In het kader van het vooroverleg zal het plan onder andere besproken worden met de volgende partijen:
- Provincie Gelderland;
- Waterschap Rivierenland.
Van de provincie Gelderland is een vooroverlegreactie ontvangen. De reactie heeft betrekking op het stuk grasland ten zuiden van de T-kruising Hogewaldstraat-Haagstraat. Dit terrein is buiten de woningbouwcontour gelegen en zal derhalve een andere bestemming moeten krijgen. In het bestemmingsplan is dit gewijzigd in de bestemming "Agrarisch met waarden", aansluitend op de bestemming in het bestemmingsplan "Buitengebied".
6.3 Inspraak
Het voorontwerp-bestemmingsplan is op grond van de gemeentelijke inspraakverordening gedurende vier weken voor een ieder ter inzage gelegd. De ingediende inspraakreacties zijn in de inspraaknota van een gemeentelijke reactie voorzien.
6.4 Zienswijzen
Het ontwerp-bestemmingsplan heeft op grond van afdeling 3.4 van de Algemene wet bestuursrecht in het kader van de zienswijzen gedurende 6 weken voor een ieder ter visie gelegen. Gedurende deze periode zijn enkele zienswijzen ingediend. De gemeentelijke beantwoording hiervan is weergegeven in de zienswijzennota. Tevens staan hierin de ambtshalve aanpassingen weergegeven.
6.5 Handhaving
Het ontwikkelen van beleid en de vertaling daarvan in een bestemmingsplan heeft weinig waarde, als na de vaststelling van het bestemmingsplan geen toezicht en, indien nodig, handhaving plaatsvindt. Daarom is het belangrijk om reeds ten tijde van het opstellen van een bestemmingsplan aandacht te besteden aan de handhaafbaarheid van de voorgeschreven regels. Voor een goed handhavingsbeleid zijn 4 factoren van wezenlijk belang:
a.
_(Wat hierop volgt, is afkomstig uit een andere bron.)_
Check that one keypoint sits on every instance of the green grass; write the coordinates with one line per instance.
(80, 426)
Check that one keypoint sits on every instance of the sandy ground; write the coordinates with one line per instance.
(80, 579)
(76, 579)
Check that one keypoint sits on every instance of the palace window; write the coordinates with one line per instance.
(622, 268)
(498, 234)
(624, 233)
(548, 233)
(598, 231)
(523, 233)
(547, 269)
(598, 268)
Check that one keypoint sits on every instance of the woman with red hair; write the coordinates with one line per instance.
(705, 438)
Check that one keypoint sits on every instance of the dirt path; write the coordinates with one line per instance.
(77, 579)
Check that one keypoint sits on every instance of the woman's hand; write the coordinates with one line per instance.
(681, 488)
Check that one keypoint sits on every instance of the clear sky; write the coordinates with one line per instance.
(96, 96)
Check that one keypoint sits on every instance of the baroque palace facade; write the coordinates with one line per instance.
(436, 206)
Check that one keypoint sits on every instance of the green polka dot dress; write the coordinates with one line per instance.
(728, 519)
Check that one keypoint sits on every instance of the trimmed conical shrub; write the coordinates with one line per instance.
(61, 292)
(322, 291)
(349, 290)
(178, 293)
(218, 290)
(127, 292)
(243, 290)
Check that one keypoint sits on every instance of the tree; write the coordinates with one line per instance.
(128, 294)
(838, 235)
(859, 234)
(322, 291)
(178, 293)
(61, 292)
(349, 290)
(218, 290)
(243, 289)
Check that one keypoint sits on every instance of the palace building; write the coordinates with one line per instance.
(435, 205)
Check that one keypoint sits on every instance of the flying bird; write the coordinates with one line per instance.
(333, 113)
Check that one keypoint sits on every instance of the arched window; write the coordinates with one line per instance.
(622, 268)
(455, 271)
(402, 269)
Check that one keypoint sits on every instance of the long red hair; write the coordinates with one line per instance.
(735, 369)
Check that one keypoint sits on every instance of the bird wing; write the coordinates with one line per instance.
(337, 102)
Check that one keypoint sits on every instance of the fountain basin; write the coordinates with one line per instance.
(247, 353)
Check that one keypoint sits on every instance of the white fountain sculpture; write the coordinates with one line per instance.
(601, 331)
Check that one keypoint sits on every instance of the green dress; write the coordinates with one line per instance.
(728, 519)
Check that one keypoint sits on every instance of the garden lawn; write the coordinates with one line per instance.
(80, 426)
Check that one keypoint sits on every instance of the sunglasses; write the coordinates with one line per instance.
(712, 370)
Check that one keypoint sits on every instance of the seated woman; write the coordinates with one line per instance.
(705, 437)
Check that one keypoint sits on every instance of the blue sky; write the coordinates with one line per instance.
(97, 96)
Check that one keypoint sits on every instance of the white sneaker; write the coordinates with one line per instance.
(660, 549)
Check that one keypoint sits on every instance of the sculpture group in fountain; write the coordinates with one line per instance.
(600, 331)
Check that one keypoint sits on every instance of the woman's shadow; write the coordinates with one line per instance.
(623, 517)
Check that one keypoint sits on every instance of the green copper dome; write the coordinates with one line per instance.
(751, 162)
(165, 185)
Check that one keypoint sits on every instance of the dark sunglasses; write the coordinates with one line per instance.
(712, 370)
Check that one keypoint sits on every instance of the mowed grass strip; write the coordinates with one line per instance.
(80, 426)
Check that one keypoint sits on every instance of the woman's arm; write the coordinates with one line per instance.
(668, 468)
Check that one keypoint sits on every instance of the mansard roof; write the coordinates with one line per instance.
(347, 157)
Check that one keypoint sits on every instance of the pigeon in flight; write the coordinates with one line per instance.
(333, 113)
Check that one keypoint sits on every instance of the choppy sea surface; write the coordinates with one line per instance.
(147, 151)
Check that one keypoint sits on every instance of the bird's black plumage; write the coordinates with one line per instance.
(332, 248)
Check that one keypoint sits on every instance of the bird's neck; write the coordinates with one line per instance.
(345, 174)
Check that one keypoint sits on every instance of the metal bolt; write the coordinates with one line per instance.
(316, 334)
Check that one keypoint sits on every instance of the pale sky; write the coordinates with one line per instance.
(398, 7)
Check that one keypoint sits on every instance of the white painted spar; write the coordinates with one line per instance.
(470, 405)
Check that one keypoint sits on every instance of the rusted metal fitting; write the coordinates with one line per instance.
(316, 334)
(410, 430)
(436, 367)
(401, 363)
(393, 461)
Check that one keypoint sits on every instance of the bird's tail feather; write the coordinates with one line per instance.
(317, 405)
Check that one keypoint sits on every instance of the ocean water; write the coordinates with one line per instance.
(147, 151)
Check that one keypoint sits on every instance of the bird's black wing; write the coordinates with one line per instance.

Voldoende kenbaarheid van het plan.
Een goed handhavingsbeleid begint bij de kenbaarheid van het bestemmingsplan bij degenen die het moeten naleven. De wet bevat enkele waarborgen ten aanzien van de te volgen procedure: deze heeft in de bestemmingsplanprocedure een aantal inspraakmomenten ingebouwd.
b. Voldoende draagvlak voor het beleid en de regeling in het plan.
De inhoud van het plan kan slechts gehandhaafd worden indien het beleid en de regeling in grote kring ondersteund wordt door de gebruikers van het plangebied. Uiteraard kan niet iedereen zich vinden in elk onderdeel van het plan. Een algemene positieve benadering van het bestemmingsplan is echter wel wenselijk.
c. Realistische en inzichtelijke regeling.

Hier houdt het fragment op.